A close-up immediately before Fiennes’ exit reveals the hatred deeply etched into his face. Coriolanus plots his revenge on Rome not to restore justice, but to destroy the rabble. After calling off his attack, he is knifed and dumped into the back of a truck. Roll credits. As dispassionate as a news bulletin, the film’s ending repels attempts to endow it with wider meaning.

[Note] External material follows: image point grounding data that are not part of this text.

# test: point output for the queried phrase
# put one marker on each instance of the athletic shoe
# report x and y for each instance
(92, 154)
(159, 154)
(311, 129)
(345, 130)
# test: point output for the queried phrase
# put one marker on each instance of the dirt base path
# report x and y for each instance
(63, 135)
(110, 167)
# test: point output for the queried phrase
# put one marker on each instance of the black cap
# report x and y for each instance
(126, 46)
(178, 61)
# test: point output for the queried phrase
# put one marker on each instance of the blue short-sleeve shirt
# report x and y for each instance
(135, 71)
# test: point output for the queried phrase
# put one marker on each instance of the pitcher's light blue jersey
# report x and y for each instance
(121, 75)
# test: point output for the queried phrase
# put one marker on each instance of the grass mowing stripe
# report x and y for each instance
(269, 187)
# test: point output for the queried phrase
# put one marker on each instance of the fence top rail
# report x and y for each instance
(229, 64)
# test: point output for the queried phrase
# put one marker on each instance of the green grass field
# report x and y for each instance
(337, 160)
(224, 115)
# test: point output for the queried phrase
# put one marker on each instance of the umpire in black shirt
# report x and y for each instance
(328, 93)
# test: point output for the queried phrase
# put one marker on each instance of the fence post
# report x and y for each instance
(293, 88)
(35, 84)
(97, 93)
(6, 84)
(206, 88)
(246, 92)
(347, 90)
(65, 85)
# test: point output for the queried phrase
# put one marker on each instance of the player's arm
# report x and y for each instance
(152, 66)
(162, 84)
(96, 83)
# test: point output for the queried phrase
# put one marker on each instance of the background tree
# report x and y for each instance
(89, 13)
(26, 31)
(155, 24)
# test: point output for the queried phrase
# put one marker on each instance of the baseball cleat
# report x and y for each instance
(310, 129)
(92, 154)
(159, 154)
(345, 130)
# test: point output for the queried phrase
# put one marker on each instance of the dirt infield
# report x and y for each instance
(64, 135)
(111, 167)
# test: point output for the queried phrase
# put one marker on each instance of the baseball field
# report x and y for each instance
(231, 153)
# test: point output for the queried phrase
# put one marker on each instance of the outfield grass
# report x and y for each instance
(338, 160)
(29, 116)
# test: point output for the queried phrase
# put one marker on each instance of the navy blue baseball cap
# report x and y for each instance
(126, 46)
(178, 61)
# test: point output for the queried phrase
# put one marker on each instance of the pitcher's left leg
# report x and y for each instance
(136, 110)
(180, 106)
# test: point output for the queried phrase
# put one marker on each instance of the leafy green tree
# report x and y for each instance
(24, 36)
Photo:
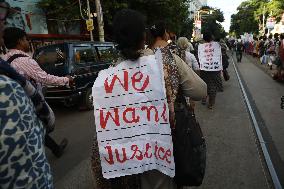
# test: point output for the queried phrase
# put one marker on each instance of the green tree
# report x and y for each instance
(174, 12)
(211, 19)
(252, 12)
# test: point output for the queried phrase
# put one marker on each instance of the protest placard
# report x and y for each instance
(210, 56)
(132, 119)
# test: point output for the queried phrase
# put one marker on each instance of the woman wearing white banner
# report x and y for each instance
(210, 59)
(129, 31)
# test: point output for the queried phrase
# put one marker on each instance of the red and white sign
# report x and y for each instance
(132, 119)
(198, 24)
(210, 56)
(270, 23)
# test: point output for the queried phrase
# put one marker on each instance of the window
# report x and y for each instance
(51, 56)
(107, 53)
(85, 55)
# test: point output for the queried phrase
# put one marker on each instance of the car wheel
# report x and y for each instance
(88, 99)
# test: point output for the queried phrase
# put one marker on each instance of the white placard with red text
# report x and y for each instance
(210, 56)
(132, 119)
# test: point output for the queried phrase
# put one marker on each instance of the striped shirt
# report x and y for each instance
(29, 68)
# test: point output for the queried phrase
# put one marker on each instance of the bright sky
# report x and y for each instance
(228, 7)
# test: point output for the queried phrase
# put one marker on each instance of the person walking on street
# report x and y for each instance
(23, 162)
(186, 55)
(15, 40)
(239, 50)
(129, 31)
(211, 77)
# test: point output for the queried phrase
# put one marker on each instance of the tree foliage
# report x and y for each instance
(211, 21)
(249, 17)
(174, 12)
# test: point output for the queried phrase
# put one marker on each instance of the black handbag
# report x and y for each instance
(189, 146)
(226, 75)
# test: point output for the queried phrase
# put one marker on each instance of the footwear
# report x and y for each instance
(203, 101)
(59, 152)
(210, 107)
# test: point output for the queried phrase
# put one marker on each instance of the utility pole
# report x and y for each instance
(263, 20)
(100, 20)
(89, 15)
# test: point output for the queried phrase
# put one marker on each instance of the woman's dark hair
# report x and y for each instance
(12, 35)
(207, 36)
(129, 33)
(158, 29)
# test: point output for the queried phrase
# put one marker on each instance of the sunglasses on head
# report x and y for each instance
(4, 10)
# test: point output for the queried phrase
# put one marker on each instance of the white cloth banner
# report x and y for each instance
(132, 119)
(210, 56)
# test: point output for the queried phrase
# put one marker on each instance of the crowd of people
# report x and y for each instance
(26, 118)
(269, 49)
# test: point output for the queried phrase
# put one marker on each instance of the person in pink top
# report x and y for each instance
(16, 42)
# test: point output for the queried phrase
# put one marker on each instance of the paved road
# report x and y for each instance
(234, 159)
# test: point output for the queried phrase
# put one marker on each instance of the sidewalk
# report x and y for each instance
(263, 67)
(266, 96)
(233, 160)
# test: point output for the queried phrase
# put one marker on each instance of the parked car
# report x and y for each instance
(81, 60)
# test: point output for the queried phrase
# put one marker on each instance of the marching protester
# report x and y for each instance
(225, 60)
(15, 40)
(186, 55)
(210, 67)
(23, 114)
(129, 32)
(279, 75)
(239, 50)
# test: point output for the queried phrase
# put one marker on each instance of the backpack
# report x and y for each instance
(189, 146)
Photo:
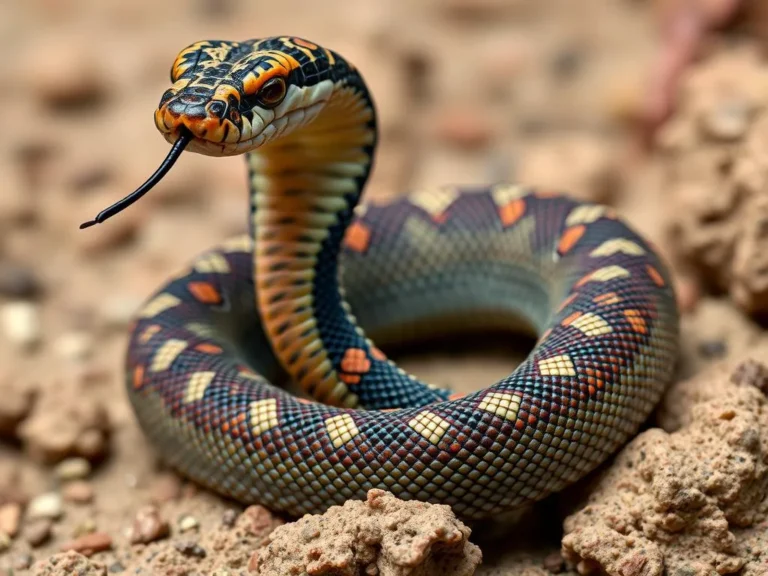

This amoral, crystalline play of surfaces therefore lacks everything that makes Hamlet, for example, such irresistible theatre. The MTC’s 2011 production of Shakespeare’s most famous tragedy, starring Ewan Leslie, offers an interesting contrast. After a craze for teen-angst Hamlets, Leslie’s sensitivity seemed to reaffirm the play’s adult resonances. Contemplating suicide during the play’s most famous soliloquy, for example, Leslie was convincingly shattered at his life’s failure to live up to his ideals. Elsewhere in the play, Leslie displayed an unnerving ability to convey a personality fundamentally at war with itself.
But Coriolanus, which doesn’t do soliloquies, has no place for Leslie’s – or Hamlet’s – delicate oddness. The ability to evoke a diverse spectrum of human experience is useless when playing someone without a personal dimension. There’s no wounded, infinitely subtle soul cowering under Coriolanus’ body armour. The bludgeoning intensity and hamstrung emotional range of Coriolanus, while offering a highly effective portrait of grim determination, makes it far better suited for the screen, where pulverising spectacle can compensate for emotional detachment. See Fiennes’ film, but don’t wait for a stage revival.
Timothy Roberts is a Killings columnist and a freelance writer living in Melbourne.